I switched from full stack web development to SRE last year. Same company, completely different work. And here's what surprised me: AI made me less useful in my new role, not more.
The Work Where AI Actually Works
In full stack development, I was bouncing between similar patterns. One or two apps. Front end, back end, database, AWS services. Authentication. The business logic was repetitive enough that once you knew what you needed done, tools like GitHub Copilot and ChatGPT could orchestrate most of it.
Need to connect a form to a database? Spin up an AI agent. Run unit tests? Done. Implement a feature from a spec? It's solid at that.
The catch: you have to already know what you need done. AI is excellent at executing a known task. It's less good at deciding what the task should be.
Where AI Hits a Wall
SRE work is different. I'm not fixing bugs in isolation. I'm orchestrating entire systems—pipelines, infrastructure, observability. And here's where AI falls apart.
Take pipeline debugging. I'll get an error in our CI/CD flow, and my instinct is to paste it into ChatGPT. But the AI can't actually see the pipeline execute in GitLab. It reads the YAML. It reads the error. But it's working blind to how the stages connect, how they trigger, what's actually happening in the UI.
Result? It goes in circles. Confidently. It'll suggest fixes that sound reasonable but don't work because it's never actually watched the thing run. And you end up wasting time instead of saving it.
The real work is hands-on repetition: running pipelines, debugging them myself, learning how Terraform and AWS services actually behave in your specific architecture, with your teams.
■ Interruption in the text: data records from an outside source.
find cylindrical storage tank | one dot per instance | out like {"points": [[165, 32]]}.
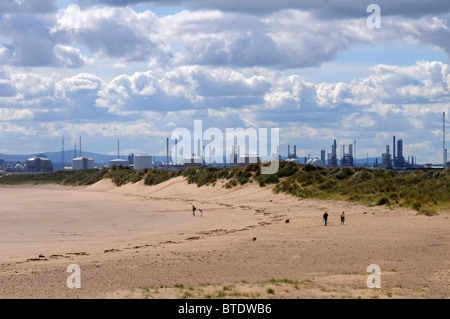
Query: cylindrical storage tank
{"points": [[142, 161], [315, 162], [39, 164], [118, 162], [82, 163]]}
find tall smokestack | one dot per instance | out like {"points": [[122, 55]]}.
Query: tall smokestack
{"points": [[62, 155], [443, 139], [176, 151], [393, 152]]}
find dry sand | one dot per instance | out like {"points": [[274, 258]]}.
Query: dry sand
{"points": [[138, 241]]}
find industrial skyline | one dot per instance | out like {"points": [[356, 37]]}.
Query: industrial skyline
{"points": [[136, 70]]}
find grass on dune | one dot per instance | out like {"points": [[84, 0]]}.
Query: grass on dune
{"points": [[422, 190]]}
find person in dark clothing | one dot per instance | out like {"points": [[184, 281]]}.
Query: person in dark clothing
{"points": [[325, 218]]}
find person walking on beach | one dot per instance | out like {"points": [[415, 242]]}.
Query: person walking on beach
{"points": [[325, 218]]}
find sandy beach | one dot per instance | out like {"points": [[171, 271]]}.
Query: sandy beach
{"points": [[139, 241]]}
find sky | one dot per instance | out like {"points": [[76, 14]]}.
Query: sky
{"points": [[137, 70]]}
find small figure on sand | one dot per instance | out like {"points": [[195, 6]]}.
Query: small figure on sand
{"points": [[325, 218]]}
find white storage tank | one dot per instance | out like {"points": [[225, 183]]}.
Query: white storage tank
{"points": [[118, 162], [82, 163], [315, 161], [142, 161]]}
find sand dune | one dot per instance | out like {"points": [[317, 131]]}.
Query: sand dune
{"points": [[136, 236]]}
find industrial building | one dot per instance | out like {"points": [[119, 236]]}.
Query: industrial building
{"points": [[142, 161], [192, 161], [82, 163], [38, 164], [315, 161], [118, 162]]}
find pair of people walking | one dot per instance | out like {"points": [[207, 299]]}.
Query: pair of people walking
{"points": [[325, 218], [194, 209]]}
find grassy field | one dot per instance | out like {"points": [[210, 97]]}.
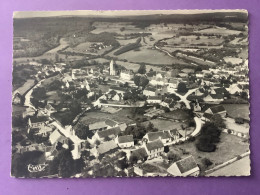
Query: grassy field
{"points": [[237, 110], [150, 56], [177, 114], [229, 147], [192, 40], [84, 48]]}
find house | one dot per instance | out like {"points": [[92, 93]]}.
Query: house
{"points": [[49, 109], [37, 121], [102, 125], [127, 75], [119, 90], [172, 84], [184, 167], [140, 155], [150, 91], [167, 102], [108, 133], [174, 134], [154, 148], [106, 147], [125, 141], [17, 98], [55, 136], [217, 110], [164, 136], [206, 117], [154, 100], [183, 75], [235, 88], [117, 97], [214, 98]]}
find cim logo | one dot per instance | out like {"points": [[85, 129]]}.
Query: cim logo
{"points": [[36, 168]]}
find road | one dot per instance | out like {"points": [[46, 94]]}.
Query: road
{"points": [[27, 101], [67, 132], [198, 126]]}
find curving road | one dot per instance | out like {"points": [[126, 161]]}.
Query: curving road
{"points": [[184, 97]]}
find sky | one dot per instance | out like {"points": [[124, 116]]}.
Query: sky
{"points": [[29, 14]]}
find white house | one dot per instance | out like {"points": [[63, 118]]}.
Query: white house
{"points": [[154, 100], [164, 136], [126, 75], [184, 167], [125, 141], [149, 91], [154, 148], [217, 110]]}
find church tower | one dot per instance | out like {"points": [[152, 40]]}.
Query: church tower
{"points": [[112, 68]]}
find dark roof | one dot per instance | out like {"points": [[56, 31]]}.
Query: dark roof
{"points": [[139, 153], [174, 132], [105, 133], [39, 119], [106, 147], [217, 96], [154, 98], [220, 90], [154, 145], [156, 135], [186, 164], [125, 139], [207, 115], [111, 123], [116, 88], [217, 109], [150, 89], [168, 100]]}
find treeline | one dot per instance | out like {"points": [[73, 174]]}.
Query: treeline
{"points": [[129, 47]]}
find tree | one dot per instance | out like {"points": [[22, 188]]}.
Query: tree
{"points": [[218, 121], [142, 69], [66, 164], [182, 88], [209, 136], [57, 58], [206, 162], [82, 131]]}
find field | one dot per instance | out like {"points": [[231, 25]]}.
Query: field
{"points": [[229, 147], [85, 48], [151, 56], [185, 41], [92, 117], [237, 110], [162, 125]]}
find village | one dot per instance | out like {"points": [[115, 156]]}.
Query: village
{"points": [[164, 95], [134, 143]]}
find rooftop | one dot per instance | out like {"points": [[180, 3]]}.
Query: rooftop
{"points": [[38, 119], [156, 135], [125, 139], [106, 147], [217, 109], [105, 133], [186, 164]]}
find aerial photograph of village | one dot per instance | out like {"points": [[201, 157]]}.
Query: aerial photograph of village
{"points": [[130, 93]]}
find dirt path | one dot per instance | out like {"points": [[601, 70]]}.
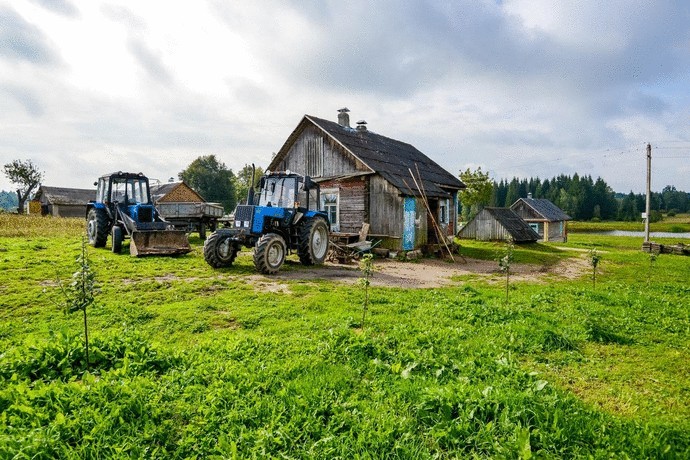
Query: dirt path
{"points": [[429, 273]]}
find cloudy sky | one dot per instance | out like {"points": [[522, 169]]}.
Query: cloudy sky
{"points": [[519, 87]]}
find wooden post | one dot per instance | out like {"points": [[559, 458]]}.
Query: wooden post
{"points": [[649, 193]]}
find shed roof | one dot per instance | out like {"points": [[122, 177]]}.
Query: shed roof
{"points": [[544, 208], [390, 158], [514, 224], [64, 195]]}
What I Actually Use AI For
One thing where AI genuinely helps: rebasing branches. My code branches off an older main, but the team keeps pushing commits to main. Now I've got divergence and merge conflicts.
I open VS Code and ask the agent to rebase my branch onto their latest. It pulls their commits, checks for conflicts, merges cleanly. Could I do this manually? Yeah. But it's mechanical, repetitive, and the agent handles it reliably.
That's the pattern: AI works when the task is procedural and the system is visible. It breaks when you need to think through why something failed and decide what to change.
Why This Matters for Your Career
This is the honest part: AI makes full stack development more commoditized. If you can describe what you want built, an AI agent can help you build it. The barrier to entry drops.
But in DevOps and SRE? The barrier goes up. You have to develop critical thinking. You have to understand architecture, failure modes, what happens when things break unexpectedly. Can it be detected? Can it be fixed automatically? Can the system recover?
These aren't questions you can delegate to an agent yet. You have to live in the system, learn it through repetition, and train your intuition.
That's valuable. That's defensible. That's the work AI still can't touch.